In spanischen Restaurants sieht man es nicht gerne, wenn Gäste gleich bei ihrer Ankunft einen Tisch besetzen. Völlig verpönt ist es, sich in einem vollen Restaurant irgendwo dazusetzen zu wollen. Warten Sie also besser ab, bis der Maître oder der Kellner Ihnen einen Tisch zuweist. Die Anzahl der Personen, die dann in der Regel abgefragt wird, können Spanischunkundige ganz einfach mit den Fingern anzeigen. Der Mallorca-Knigge besagt im Übrigen, dass jeder am Tisch (abgesehen von den Minis) wenigstens ein Tellergericht bestellt. Sie sollten es tunlichst unterlassen, einen Teller für zwei oder gar drei Personen zu bestellen. Nichts können die Mallorquiner weniger verstehen als das Sparen am Essen! Nach dem Essen ist es unüblich, "zahlen!" (pagar) zu rufen – fragen Sie besser nach der Rechnung: "La cuenta, por favor." Für gewöhnlich zahlt man die gewünschte Summe und lässt etwa fünf bis zehn Prozent Trinkgeld auf dem Tisch liegen.

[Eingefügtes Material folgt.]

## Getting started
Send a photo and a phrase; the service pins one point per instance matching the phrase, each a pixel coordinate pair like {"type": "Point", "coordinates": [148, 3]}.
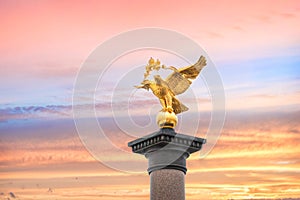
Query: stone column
{"type": "Point", "coordinates": [167, 152]}
{"type": "Point", "coordinates": [167, 184]}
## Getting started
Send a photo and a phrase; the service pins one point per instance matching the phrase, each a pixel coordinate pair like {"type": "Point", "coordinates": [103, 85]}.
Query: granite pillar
{"type": "Point", "coordinates": [167, 152]}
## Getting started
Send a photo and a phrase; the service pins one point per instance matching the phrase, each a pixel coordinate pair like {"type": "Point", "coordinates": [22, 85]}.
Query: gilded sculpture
{"type": "Point", "coordinates": [166, 90]}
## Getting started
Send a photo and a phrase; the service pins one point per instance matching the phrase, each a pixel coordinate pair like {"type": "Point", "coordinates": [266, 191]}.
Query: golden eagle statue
{"type": "Point", "coordinates": [176, 83]}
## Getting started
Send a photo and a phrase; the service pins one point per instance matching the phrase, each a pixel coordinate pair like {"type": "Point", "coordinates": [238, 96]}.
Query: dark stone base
{"type": "Point", "coordinates": [166, 149]}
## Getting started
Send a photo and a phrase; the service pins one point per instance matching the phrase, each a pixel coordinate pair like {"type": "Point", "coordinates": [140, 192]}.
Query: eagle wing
{"type": "Point", "coordinates": [179, 81]}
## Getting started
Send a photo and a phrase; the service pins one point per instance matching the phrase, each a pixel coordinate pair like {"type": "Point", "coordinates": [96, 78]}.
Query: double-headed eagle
{"type": "Point", "coordinates": [176, 83]}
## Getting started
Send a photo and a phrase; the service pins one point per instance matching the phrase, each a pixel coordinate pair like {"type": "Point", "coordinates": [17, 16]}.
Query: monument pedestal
{"type": "Point", "coordinates": [167, 152]}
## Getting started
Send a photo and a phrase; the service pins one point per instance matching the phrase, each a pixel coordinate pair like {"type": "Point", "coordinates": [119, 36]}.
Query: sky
{"type": "Point", "coordinates": [254, 45]}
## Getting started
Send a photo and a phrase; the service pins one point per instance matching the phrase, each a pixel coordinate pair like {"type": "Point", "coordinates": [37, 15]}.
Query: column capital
{"type": "Point", "coordinates": [166, 149]}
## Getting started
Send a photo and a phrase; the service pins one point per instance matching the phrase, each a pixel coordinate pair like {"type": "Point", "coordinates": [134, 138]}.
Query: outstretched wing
{"type": "Point", "coordinates": [179, 81]}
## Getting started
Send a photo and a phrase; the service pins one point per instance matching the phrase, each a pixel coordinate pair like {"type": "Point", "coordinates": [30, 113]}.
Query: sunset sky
{"type": "Point", "coordinates": [255, 46]}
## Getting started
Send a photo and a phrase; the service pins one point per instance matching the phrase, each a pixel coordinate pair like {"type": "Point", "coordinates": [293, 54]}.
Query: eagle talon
{"type": "Point", "coordinates": [169, 109]}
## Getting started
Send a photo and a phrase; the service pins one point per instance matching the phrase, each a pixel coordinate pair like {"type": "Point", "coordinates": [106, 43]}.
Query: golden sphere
{"type": "Point", "coordinates": [166, 119]}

Fischteller ohne Preisangabe bestellen

Vorsicht ist geboten, wenn in Restaurants Fischgerichte und Meeresfrüchte ohne Preisangabe auf der Speisekarte stehen. Bestellen Sie also diese Gerichte nie, ohne das Meeresgetier vorher auswiegen zu lassen und nach dem Kilopreis zu fragen. Ansonsten könnte es zu bösen Überraschungen in der Urlaubskasse kommen, denn Spezialitäten aus dem Meer sind auch auf Mallorca sehr teuer.

Auf überteuerte Kutscher hereinfallen

Allzu beliebt bei Mallorca-Urlaubern sind die Kutschfahrten, die vielerorts angeboten werden. Nicht alle Kutscher verstehen unter dem Wort "Führung" jedoch das Gleiche wie Sie. Unser Tipp: Handeln Sie unbedingt vor Fahrtantritt den Preis aus und zahlen Sie für 30 Minuten niemals mehr als 40 Euro.

"Nelkenfrauen" Aufmerksamkeit schenken

Überall in Palma und in den touristischen Zentren sieht man sie – die jungen Damen, die Ihnen Nelken entgegenhalten und Sie ansprechen. Hierbei handelt es sich meistens um Gitanas, also Zigeunerinnen, die selten allein auftreten und mit diesem Trick schon so manche Urlaubskasse reduziert haben. Lehnen Sie entschieden ab, wenn Ihnen die Blumen angeboten werden und achten Sie unbedingt auf Ihre Handtasche.

An Hütchenspielen teilnehmen

Hütchenspieler werden Ihnen nicht nur an der Playa de Palma in großer Anzahl begegnen. Lassen Sie bloß die Hände davon! Die betrügerischen "Trileros", wie sie in Spanien heißen, haben leider schon allzu vielen gutgläubigen Urlaubern das Geld aus der Tasche gezogen – denn die Mitspieler verlieren aufgrund allerlei Falschspielertricks der Betrüger so gut wie immer. Und falls doch mal jemand gewinnt, können Sie davon ausgehen, dass es sich hierbei um einen Lockvogel des "Trileros" handelt.